The highlight of this episode was the lip-sync between Alyssa and Roxxxy. Of course, this is a competition and everything and anything is game–including personal anecdotes and the waterworks. I, too, like Ian thought Roxxxy was pulling out all the stops to save herself from elimination. Roxxxy cries out, “It just hurts that I was left,” and in the process breaks everybody’s hearts just a little (even my tiny heart). I completely agree with Ian’s conclusion that Roxxy’s story ties in closely to the unfortunate and pervasive experiences of queer youth suffering from the same abandonment by family members. This is an example of the divide we’ve been studying in our Queer Identities and Popular Culture class: the “us” versus “them.” We have also since learned that the “us” against “them” mentality exists even within the already ostracized queer culture in Warner’s “The Trouble with Normal.”

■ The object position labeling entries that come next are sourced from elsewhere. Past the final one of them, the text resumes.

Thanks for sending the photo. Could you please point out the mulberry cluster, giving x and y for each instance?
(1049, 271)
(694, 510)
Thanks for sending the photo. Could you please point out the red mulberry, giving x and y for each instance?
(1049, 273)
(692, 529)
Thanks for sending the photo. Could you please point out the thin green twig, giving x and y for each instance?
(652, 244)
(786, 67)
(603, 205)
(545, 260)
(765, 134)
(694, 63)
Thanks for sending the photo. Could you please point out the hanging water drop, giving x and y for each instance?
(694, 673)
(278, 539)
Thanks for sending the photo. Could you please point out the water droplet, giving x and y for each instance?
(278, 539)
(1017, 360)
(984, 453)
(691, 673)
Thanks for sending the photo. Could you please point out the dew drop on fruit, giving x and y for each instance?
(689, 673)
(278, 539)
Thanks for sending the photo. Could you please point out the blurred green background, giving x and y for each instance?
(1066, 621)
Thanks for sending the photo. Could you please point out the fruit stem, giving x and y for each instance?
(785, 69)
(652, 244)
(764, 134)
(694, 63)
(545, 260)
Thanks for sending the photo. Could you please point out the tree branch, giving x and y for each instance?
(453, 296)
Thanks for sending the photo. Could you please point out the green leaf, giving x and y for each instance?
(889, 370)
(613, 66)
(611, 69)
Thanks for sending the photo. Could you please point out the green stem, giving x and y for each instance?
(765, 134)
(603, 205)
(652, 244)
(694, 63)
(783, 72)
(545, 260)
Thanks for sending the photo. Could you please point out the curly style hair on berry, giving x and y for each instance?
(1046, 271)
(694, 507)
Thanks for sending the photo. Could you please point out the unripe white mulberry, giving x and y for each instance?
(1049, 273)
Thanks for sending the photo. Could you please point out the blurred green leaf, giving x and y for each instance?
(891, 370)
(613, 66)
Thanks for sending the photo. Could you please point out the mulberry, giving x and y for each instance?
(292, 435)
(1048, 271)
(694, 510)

This brings me to the point I would like to further explore: RuPaul’s response. Maintaining her composure, RuPaul responds, “We love you. And you are so welcome here.” RuPaul’s Drag Race is a discursive space, as we learned from Rodriguez. It displays the characteristics of being 1. a place to converse 2. where knowledge is produced and the norms are set and 3. there is its own linguistic code. Although this is a game show, most of the entertainment from the show comes from the relationships and the interactions between the contestants. The girls come together to create a discursive space, a space for a subculture.
In “Bear Nation,” the bear subculture is often described by the subjects as a place where they were accepted; where previously the “weird” and the not “normal” (for the bears, the fact that they were gay men that did not abide by the gay stereotype) was now “OK.” Their “trouble with normal” ceased to exist within the safe confines of their community. Although Roxxxy’s abandonment does not appear to be based on sexual orientation, Roxxxy felt as though she was not accepted–just like some of the bears interviewed in the documentary. RuPaul wisely explains, “You know, as gay people, we get to choose our own family.” The contestants share the foundation of being drag queens and most share similar backgrounds or experiences–unfortunately most are struggles with acceptance. The show itself is a subculture that demonstrates that regardless of each drag queen’s history or experiences, they are now “OK.” As RuPaul states, “We are a family here.”